Книга Дары и анафемы. Что христианство принесло в мир? (5-е изд., перераб. и доп.) - Андрей Вячеславович Кураев
Шрифт:
Интервал:
Закладка:
И все же с подпочвенными водами, через прорехи в куполе, с заходящими людьми, с фоновым излучением от соседних участков радиация проникает и сюда. Растения здесь болеют меньше, чем в незащищенных областях, но все же болеют. И здесь время от времени появляются мутанты. Когда тот или иной побег растения надежды проявляет склонность ко все тем же печальным мутациям, садовник безжалостно отрезает его и сжигает засохшие или мутировавшие колоски и ветви. Первый собранный урожай не раздается людям. Он весь высевается снова (вспомните, как создавал свой огородик Робинзон Крузо). Кто-то умирает от голода, но и ему не дается ни горстки этих драгоценных зерен. И так много поколений подряд. Пока, наконец, не будет создано семечко, настолько устойчивое к радиации, из которого можно будет сделать противоядие и исцелить все растения — и под шатром, и за его пределами — на всей земле. В конце концов среди этих первоначально многотысячных побегов одна веточка принесла тот плод, ради которого и существовало это странное земледелие. Этот плод можно вынести за пределы опытной станции и раздать всем желающим, чтобы в них, больных уже во многих поколениях, произошла новая, теперь уже добрая мутация.
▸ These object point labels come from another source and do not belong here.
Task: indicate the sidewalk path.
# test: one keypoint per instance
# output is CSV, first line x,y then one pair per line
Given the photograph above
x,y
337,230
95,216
Так и все жестокости в истории Израиля обусловлены не столько жестокостью народа Израиля и их Бога, сколько глобальностью того Дара, который должен войти в мир через Израиль. Чтобы «новое поколение Израиля не выбрало пепси-колу» — вокруг него создается стена изоляции. Каждый человек и каждый народ носит язычество в себе. Если предоставить религиозному чувству людей развиваться самостоятельно — оно создаст именно «язычество» — уютную религию духообщения. Если же есть еще и внешнее влияние, исходящее от языческой культуры быта, — это станет вообще неизбежно. Значит — строгий карантин.
И все ради того, чтобы на древе Иессеевом появилась одна-единственная ветвь, одна-единственная отрасль. Чтобы появилась на земле душа такой чистоты, такой распахнутости перед Богом, что, когда она скажет: «Се, раба Господня. Да будет мне по слову Твоему», — в ней Слово Бога станет человеческой плотью. На земле появится тот Небесный Хлеб, который теперь уже можно раздавать всем людям, всем эпохам[204].
Вот фундаментальная разница в христианском понимании истории Израиля и в иудейском. С точки зрения христиан, история Израиля имеет цель. Это тяжкий, но необходимый путь, который однажды должен кончиться. И то, что будет обретено в конце пути, будет дано не только Израилю и не ради лишь Израиля. Через Израиль оно будет дано для всех и ради всех. Значит — Израиль убивает язычников не только ради благополучия своих детей, но и ради спасения потомков тех, кто сейчас противостоит ему и его миссии.
Христианство более высоко оценивает историческую миссию Израиля, чем сам Израиль. Не ради себя существует Израиль, а ради всего человечества. Та мера близости с Богом, которая есть у него, дана ему не для того, чтобы навсегда противопоставить его иным народам, но для того, чтобы со временем уникальные привилегии Израиля распространились на всех. Вот только старший сын из притчи о блудном сыне не захотел, чтобы Отец принял его младшего брата…
Израиль не заметил тот момент в своей истории, когда он должен был раскрыться перед миром. Он дал миру Христа — но сам не заметил этого. Сам не осознал того, кто именно проповедовал на его священной земле. А в итоге, по верному слову католического богослова, «когда по завершении своей провиденциальной миссии Израиль возжелал сохранить свои привилегии, он стал узурпатором»[205].
Христианство разомкнуло отношения Израиля и Бога, включив в них остальные народы. И потому одной из первых тем христианского богословия стала… защита Израиля. «Церковь Божия, избегая крайностей и тех, и других (иудеев и гностиков), идет средним путем — и не соглашается подчиниться игу закона, и не допускает хулить его (выделено мною. — А. К.) и по прекращении его за то, что он был полезен в свое время» (свт. Иоанн Златоуст)[206]. Достаточно вспомнить издевки Цельса и Юлиана, дикие эскапады гностиков в адрес ветхозаветной истории и религии — и вновь станет ясно, что именно Церковь отвела угрозу от Израиля.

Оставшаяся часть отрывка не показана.